The two tables above, in each section, show the results from LDA and NMF on both datasets. There is some coherence between the words in each clustering. For example, Topic #02 in LDA shows words associated with shootings and violent incidents, as evident with words such as “attack”, “killed”, “shooting”, “crash”, and “police”. Other topics show different patterns. 

On the other hand, comparing the results of LDA to NMF also shows that NMF performs better. Looking at Topic #01, we can see there are many first names clustered into the same category, along with the word “interview”. This type of headline is very common in news articles, with wording similar to “Interview with John Smith”, or “Interview with James C. on …”. 
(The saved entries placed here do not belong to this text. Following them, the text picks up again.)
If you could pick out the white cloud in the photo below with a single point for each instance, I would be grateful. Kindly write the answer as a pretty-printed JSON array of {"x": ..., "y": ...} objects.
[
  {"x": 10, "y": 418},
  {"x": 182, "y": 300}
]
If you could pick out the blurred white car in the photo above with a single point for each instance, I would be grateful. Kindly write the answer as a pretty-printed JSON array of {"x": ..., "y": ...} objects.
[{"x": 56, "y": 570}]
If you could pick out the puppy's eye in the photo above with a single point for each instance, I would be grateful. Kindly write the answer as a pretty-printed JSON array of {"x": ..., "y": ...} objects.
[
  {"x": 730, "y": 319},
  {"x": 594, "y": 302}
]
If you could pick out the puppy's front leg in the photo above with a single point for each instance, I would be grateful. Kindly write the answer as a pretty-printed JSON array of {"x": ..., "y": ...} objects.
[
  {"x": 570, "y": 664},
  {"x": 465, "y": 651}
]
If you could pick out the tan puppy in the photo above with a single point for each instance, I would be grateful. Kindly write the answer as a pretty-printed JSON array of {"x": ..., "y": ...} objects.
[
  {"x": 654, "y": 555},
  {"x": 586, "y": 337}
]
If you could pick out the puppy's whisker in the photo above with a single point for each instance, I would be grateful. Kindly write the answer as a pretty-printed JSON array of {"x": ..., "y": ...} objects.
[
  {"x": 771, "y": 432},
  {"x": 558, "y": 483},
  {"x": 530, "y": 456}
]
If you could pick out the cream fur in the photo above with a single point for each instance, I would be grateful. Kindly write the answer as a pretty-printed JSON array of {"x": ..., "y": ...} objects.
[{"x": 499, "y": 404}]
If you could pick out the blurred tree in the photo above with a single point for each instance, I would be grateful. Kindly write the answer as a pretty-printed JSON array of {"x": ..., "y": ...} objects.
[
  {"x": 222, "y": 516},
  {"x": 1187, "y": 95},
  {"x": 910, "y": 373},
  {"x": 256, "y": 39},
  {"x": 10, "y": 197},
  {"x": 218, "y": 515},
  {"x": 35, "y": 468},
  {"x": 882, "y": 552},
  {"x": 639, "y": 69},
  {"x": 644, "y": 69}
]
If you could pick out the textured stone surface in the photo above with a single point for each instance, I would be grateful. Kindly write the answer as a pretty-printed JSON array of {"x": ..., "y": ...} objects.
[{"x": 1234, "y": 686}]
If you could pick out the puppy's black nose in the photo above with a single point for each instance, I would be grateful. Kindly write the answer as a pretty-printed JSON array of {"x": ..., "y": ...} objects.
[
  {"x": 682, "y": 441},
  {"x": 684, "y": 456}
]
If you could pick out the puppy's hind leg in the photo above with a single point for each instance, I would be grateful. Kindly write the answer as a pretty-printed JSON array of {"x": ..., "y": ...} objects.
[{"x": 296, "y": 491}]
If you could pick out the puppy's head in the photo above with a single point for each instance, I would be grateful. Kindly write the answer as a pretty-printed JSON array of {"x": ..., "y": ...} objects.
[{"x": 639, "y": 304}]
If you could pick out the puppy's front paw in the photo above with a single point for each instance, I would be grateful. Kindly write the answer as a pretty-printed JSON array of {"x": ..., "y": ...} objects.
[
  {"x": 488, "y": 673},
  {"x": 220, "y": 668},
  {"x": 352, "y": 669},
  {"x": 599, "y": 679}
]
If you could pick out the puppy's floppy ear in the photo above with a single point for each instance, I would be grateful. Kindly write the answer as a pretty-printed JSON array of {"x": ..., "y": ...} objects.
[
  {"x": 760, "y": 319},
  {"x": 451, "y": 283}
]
We also see two topics related to violence. First, Topic #03 focuses on police related terms, such as “probe”, “missing”, “investigate”, “arrest”, and “body”. Second, Topic #08 focuses on assault terms, such as “murder”, “stabbing”, “guilty”, and “killed”. This is an interesting split between the topics because although the terms in each are very closely related, one focuses more on police-related activity, and the other more on criminal activity. Along with the first cluster which obtain first-names, the results show that NMF (using TfIdf) performs much better than LDA.